The combination treatment includes 600 mg of PTI-801 (third-generation CFTR corrector), 300 mg of PTI-808 (a CFTR potentiator), with or without 10 mg of PTI-428 (a CFTR amplifier). These doses were selected based on previous data gathered from approximately 250 CF patients.
CFTR amplifiers are a new type of medicine that help increase CFTR protein levels in cells and tissues. CFTR potentiators are drugs that can help overcome gating defects that are caused by certain mutations of the CFTR gene. CFTR correctors help the CFTR protein form the right 3D shape so it can properly move to the cell surface.
“We are working hard to introduce the power of choice to the CF community, and the completion of enrollment in our global Phase 2 study is an important step forward to completing that mission,” Geoffrey Gilmartin, MD, MMSc, chief medical officer of Proteostasis, said in a press release.

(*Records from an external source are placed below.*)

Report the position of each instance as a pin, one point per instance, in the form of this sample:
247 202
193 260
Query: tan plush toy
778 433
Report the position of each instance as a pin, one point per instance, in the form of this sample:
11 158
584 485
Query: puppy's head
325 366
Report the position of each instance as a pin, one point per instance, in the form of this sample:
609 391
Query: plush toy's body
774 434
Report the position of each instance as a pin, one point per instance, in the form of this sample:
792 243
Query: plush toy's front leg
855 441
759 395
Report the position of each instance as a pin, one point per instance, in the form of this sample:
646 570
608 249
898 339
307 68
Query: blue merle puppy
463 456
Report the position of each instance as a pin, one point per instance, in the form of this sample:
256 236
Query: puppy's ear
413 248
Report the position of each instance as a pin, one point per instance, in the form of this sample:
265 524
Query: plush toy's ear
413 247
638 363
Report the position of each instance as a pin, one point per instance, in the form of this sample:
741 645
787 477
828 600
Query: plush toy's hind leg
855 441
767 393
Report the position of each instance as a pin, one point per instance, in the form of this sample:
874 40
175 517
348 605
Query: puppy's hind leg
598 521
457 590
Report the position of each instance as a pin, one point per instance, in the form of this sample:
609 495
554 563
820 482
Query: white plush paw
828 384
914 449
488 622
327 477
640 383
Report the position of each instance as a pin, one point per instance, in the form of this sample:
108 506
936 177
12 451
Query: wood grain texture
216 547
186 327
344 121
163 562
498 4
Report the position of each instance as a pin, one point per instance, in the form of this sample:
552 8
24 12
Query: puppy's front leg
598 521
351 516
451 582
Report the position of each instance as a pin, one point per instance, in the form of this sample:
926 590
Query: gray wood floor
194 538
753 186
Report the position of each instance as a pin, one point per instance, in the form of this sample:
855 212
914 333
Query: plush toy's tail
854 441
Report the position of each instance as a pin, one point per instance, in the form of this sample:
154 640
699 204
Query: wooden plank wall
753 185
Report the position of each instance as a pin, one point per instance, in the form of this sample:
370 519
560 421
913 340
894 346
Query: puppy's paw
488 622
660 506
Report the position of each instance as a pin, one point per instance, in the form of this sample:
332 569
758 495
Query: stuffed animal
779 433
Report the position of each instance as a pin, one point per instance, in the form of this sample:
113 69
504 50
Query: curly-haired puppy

“We heard loud and clear at our recently hosted Cystic Fibrosis Summit, as well as at the [recent] North American CF Conference, that the community urgently demands options to address the inequity in access, variability in clinical response and genetic disparity amongst people with CF,” Gilmartin said.
Due to speedy enrollment from clinical centers across the United States, Canada, Western Europe, and New Zealand, top-line results from the study are anticipated by the end of 2019, instead of early 2020, as initially expected.
This Phase 2 study follows on the heels of positive results from a previous 14-day Phase 1 clinical study testing PTI’s double and triple combination therapy in F508del homozygous patients, including those prone to a quick decline in lung function.
The data indicated a favorable safety and tolerability profile for these therapeutic combinations, and a significant improvement in ppFEV1 and sweat chloride concentration, when compared to available standard-of-care treatment.
Of note, the triple combo (PTI-801, PTI-808, and PTI-428) received fast track designation by the U.S. Food and Drug Administration (FDA) in 2018.